Fundamental Idea locality of reference in compiler optimization

Table Of Contents

Locality of reference also termed as principle of locality is the common idea in area of compiler optimization. In a nutshell, It means that program execution are faster when they are written in such a way that memory access is made within the small range of previous memory access. This process is done because accessing the content from cpu cache itself is far more performant than accessing from main memory

# Introduction

In context of modern CPU, when a processor access a memory location then to gain better performance It caches handful of memory location just next to currently accessed memory. Suppose, at some instant of time cpu accessed the memory location 0x55ac388b49d0. Then depending upon the size of L-cache memory, processor will cache the content of memory address 0x55ac388b49d1 0x55ac388b49d2 0x55ac388b49d3 and so on.

This mean if now processor access the memory 0x55ac388b49d1 It do not have to do anything to fetch the data as the content is already in the cache so simple that content will be used.

But in the mean time after accessing 0x55ac388b49d1 program tends to read the memory at location 0xffe34445ffff then it probably won’t be in the cache memory (given the fact that in average laptop cahce memory are around 6-12 mb). So to do any operation on that given location it will have to step away from the cache and access main memory. Which is worse than accessing from the cache or register itself.

For quick refreshment this is the order of component in increasing latency cost of accessing them

accessing cost of: cpu register < L1 cache < L2 cache < Main memory < secondary storage like SSD/HDD

But the money cost of them are in opposite order. i.e cost of having more equal amount of L1 cache in your PC is far far expensive than having same amount of Main memory. Thats why our PC have only few Mb of cpu cache, tens of Gb of Main memory and hundreds of Gb of secondary storage. Thay are in order of increasing capacity, decreasing cost and decreasing read/write speed.
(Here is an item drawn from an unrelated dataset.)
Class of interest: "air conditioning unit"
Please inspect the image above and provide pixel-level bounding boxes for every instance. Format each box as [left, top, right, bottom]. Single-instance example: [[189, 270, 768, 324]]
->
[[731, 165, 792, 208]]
Having this in mind, Let’s have a quick example

Understand with example

Have a quick glance at below example

fn main() {
    let array_one = [true; 10_00_000]; // allocate 1000 bytes of memory 1 for each bool value
    let array_two = [false; 10_00_000]; // allocate another 1000 bytes of memory
    
    array_one[0] = false; 	// location: 0x7ffc93f560a8
    array_one[1] = false; 	// location: 0x7ffc93f560a9
    array_one[2] = false; 	// location: 0x7ffc93f560aa
    						// ............
    						// .............
    						// location: 0x7ffc93f5648f for last element
    
    array_two[0] = true; 	// location: 0x7ffc9404a2e8
    array_two[1] = true; 	// location: 0x7ffc9404a2e9
    array_two[2] = true; 	// location: 0x7ffc9404a6cf
    						// .............
    						// .............
    						// location: 0x7ffe041caf97 for last element
}

Now lets look at this program line by line

  1. Decleration of main function

  2. Allocate 1 million true boolean value in array names array_one. memory required to represent single boolean value in rust is 1 byte so this statement allocates 1 million bytes of memory. Lets say from 0x7ffc93f560a8 to 0x7ffc93f5648f

  3. Allocate another 1 million bytes of memory for 1 million false boolean value in variable array_two from 0x7ffc9404a2e8 to 0x7ffe041caf97

  4. Access first element of array_one which is in the memory location 0x7ffc93f560a8

  5. Access secons element of array_one which is in memory location 0x7ffc93f560a9. Note that by this time, cpu probably already have cached content of array_one[2], array_one[3], array_one[4] and so on

  6. Access third element of array_one which is in memory location 0x7ffc93f560aa. As this value is already in cache it will be super fast to execute next statement. If the program had also accessed array_one[3] it would also be super instant as that value is also in cache already.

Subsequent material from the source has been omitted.